Please don't misunderstand me. I am not sitting her wallowing in guilt and shame because of my past complacency. Rather, I feel even more alive. Once again, God is revealing His heart to me, and He is making one itty bitty teeny part of my heart a little more like His. That is amazing to me.
On our own adoption story, there is not much to tell right now. We are waiting, waiting, and waiting. Our agency gives us no indication of where we are in line compared to anyone else, nor do they tell us how many families are adopting from Ethiopia through them, so we literally have NO clue when a referral might come. We are literally in the dark now. Some days are so very hard. Everything feels so heavy. But many days ( i like to think more often than not), I feel filled with hope and excitement at what is to come. When I had my little cry fest, Wes looked at me and said, "God might just have a little more for us in Ethiopia than our children." Yeah....He just might. :) So who knows what will happen next.

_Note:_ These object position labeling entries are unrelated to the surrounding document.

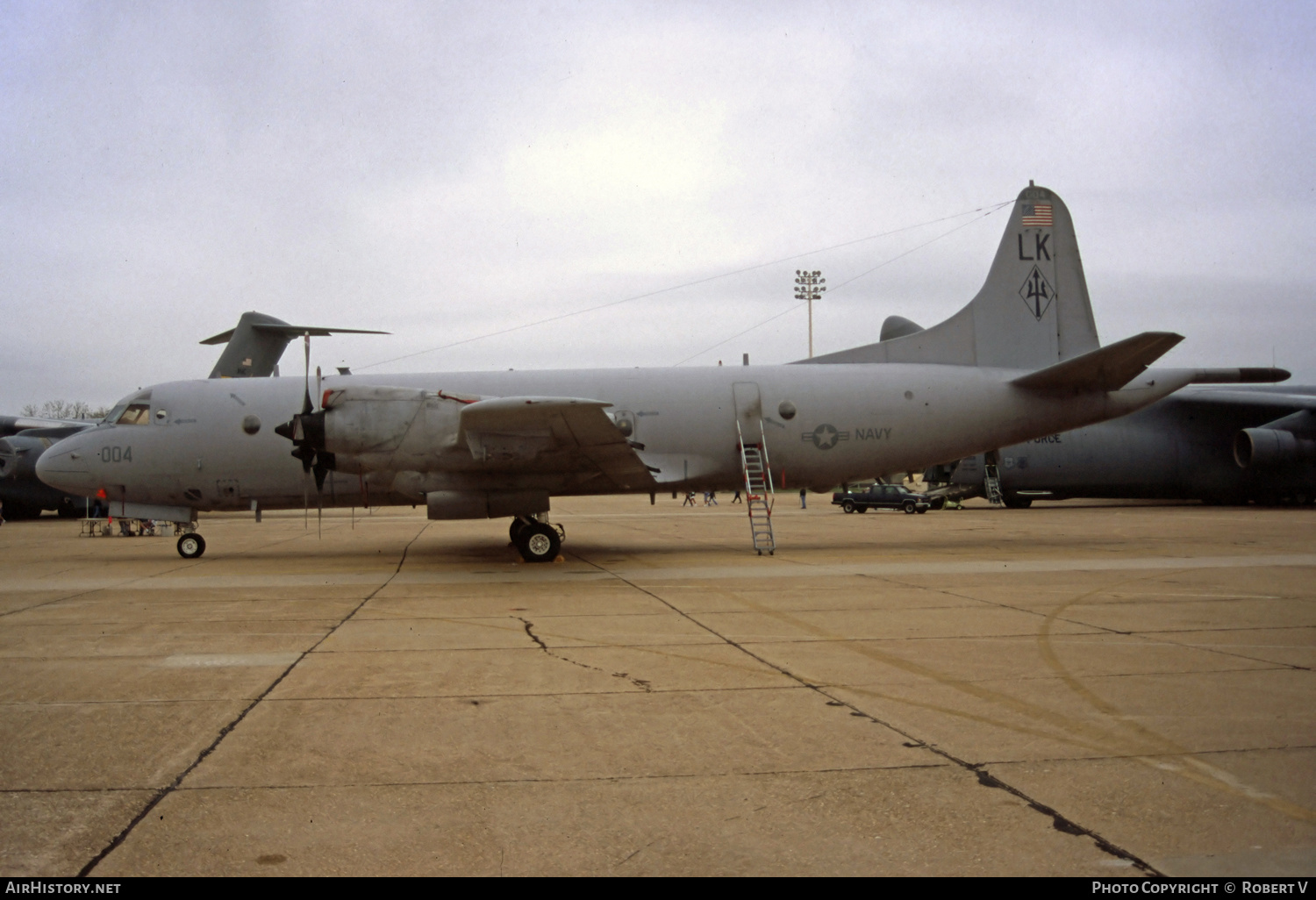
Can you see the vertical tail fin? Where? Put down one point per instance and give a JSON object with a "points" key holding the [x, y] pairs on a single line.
{"points": [[1032, 311]]}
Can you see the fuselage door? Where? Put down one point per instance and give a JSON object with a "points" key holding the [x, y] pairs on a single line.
{"points": [[749, 408]]}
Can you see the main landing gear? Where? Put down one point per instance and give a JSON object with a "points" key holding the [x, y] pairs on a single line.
{"points": [[191, 545], [534, 539]]}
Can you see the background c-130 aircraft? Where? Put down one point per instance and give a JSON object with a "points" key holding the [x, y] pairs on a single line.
{"points": [[1021, 360]]}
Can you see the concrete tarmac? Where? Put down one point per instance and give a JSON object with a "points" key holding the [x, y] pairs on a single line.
{"points": [[1078, 689]]}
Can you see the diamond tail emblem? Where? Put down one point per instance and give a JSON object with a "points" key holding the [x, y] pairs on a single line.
{"points": [[1037, 294]]}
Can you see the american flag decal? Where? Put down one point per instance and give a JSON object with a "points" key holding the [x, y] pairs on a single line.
{"points": [[1037, 215]]}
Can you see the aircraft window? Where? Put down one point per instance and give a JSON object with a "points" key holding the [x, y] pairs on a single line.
{"points": [[137, 413]]}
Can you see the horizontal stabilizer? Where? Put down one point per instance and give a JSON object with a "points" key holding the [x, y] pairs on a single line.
{"points": [[1105, 368], [258, 341], [290, 332]]}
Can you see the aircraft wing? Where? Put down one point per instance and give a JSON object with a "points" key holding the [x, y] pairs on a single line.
{"points": [[18, 424], [519, 426], [1294, 400]]}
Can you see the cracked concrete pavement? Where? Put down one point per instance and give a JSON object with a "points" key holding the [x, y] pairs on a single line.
{"points": [[1081, 689]]}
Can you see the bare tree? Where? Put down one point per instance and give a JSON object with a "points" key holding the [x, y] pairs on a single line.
{"points": [[65, 410]]}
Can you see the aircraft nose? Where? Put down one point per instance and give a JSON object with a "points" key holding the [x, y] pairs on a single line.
{"points": [[65, 466]]}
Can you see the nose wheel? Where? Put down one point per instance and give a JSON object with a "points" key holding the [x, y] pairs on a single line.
{"points": [[190, 546]]}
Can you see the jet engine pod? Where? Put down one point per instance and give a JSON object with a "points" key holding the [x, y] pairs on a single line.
{"points": [[484, 504], [1270, 446]]}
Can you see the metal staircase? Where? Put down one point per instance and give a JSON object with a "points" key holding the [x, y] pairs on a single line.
{"points": [[991, 484], [758, 489]]}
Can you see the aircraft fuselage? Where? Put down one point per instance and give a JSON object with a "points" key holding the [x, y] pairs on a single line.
{"points": [[823, 425]]}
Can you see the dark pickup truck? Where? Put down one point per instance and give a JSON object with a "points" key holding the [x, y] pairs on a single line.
{"points": [[883, 496]]}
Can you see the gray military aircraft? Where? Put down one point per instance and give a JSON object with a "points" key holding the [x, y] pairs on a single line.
{"points": [[254, 347], [1212, 444], [1218, 445], [1020, 361]]}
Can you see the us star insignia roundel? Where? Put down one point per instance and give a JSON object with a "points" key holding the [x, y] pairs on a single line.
{"points": [[826, 437], [1037, 292]]}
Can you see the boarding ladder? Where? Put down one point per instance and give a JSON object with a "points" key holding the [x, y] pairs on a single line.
{"points": [[758, 489], [991, 484]]}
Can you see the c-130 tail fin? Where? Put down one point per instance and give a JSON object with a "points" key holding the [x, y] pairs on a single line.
{"points": [[1032, 312]]}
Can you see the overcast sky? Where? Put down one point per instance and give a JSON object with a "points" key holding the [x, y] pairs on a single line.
{"points": [[444, 171]]}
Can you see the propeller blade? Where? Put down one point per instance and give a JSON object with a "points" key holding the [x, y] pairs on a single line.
{"points": [[305, 397]]}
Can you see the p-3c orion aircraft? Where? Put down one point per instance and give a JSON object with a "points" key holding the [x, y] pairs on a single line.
{"points": [[1019, 362]]}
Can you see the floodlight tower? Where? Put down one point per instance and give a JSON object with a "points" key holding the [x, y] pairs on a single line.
{"points": [[810, 286]]}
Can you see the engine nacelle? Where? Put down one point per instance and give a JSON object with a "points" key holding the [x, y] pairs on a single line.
{"points": [[383, 426], [484, 504], [1270, 446]]}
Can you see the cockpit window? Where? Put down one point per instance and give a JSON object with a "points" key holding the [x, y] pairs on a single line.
{"points": [[137, 413]]}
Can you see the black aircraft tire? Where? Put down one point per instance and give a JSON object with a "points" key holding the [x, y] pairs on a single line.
{"points": [[539, 542], [515, 529], [191, 546]]}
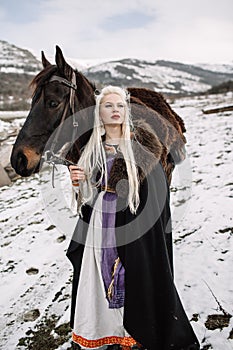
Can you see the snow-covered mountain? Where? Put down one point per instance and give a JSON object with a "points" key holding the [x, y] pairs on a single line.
{"points": [[169, 78], [164, 76], [14, 59], [36, 227]]}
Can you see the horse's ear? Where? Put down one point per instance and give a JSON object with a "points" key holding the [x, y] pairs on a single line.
{"points": [[61, 63], [44, 60]]}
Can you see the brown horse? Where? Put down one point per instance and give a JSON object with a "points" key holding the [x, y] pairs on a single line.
{"points": [[59, 92]]}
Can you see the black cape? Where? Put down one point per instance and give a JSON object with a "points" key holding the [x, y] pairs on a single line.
{"points": [[153, 313]]}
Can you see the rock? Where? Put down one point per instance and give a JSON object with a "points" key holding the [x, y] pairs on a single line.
{"points": [[31, 315], [4, 178], [32, 271]]}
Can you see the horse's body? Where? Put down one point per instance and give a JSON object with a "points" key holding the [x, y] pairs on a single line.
{"points": [[51, 105]]}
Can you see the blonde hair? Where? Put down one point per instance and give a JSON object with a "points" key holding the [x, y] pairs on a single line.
{"points": [[93, 157]]}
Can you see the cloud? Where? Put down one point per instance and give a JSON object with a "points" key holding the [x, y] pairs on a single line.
{"points": [[197, 31], [128, 20]]}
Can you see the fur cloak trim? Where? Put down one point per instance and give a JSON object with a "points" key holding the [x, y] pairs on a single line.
{"points": [[147, 151]]}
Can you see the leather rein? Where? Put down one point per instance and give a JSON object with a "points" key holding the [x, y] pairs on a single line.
{"points": [[49, 155]]}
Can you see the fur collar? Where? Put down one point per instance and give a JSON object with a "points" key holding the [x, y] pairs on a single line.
{"points": [[147, 152]]}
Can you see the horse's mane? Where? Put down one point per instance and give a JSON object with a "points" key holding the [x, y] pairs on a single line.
{"points": [[39, 80], [43, 76]]}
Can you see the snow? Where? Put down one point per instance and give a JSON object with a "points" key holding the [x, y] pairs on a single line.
{"points": [[165, 78], [36, 226]]}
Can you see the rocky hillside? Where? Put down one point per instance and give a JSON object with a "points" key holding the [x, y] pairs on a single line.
{"points": [[18, 66], [170, 78]]}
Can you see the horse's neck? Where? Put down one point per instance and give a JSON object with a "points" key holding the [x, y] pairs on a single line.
{"points": [[85, 92]]}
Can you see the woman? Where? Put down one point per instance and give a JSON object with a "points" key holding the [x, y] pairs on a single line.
{"points": [[123, 291]]}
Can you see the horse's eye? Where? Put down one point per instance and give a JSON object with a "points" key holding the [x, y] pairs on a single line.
{"points": [[52, 104]]}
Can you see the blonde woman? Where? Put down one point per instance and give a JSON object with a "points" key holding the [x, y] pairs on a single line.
{"points": [[123, 291]]}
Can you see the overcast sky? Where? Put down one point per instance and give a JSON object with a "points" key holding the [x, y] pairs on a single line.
{"points": [[189, 31]]}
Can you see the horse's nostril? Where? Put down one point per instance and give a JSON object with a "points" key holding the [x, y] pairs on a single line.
{"points": [[22, 162]]}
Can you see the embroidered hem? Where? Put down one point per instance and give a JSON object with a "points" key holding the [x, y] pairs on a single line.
{"points": [[123, 341]]}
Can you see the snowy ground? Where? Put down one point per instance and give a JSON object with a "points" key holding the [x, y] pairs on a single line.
{"points": [[36, 275]]}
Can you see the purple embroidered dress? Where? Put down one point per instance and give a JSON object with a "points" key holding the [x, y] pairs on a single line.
{"points": [[112, 270], [100, 295]]}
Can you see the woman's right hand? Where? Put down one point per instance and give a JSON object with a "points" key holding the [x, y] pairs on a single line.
{"points": [[76, 174]]}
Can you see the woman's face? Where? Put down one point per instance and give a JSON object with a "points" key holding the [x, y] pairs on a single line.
{"points": [[112, 109]]}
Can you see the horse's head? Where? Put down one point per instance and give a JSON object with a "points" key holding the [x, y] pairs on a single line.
{"points": [[59, 91]]}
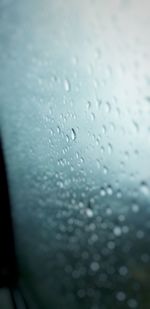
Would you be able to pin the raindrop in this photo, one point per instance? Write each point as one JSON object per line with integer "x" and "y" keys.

I had a dream a couple of days ago that our agency called us with a referral for 10 month old twins: A girl named Charlotte (who knows why?), and a boy named Jember (actually an Ethiopian name, meaning sunset). It was awesome, and I woke up with my heart racing with excitement. In passing, I laughingly mentioned the dream to our agency's program coordinator. She said that pretty much never happens, and made it evident that it was not likely to happen for us either (in a very nice way, of course). But who knows?! I will be happy with ANY referral! Let it come soon!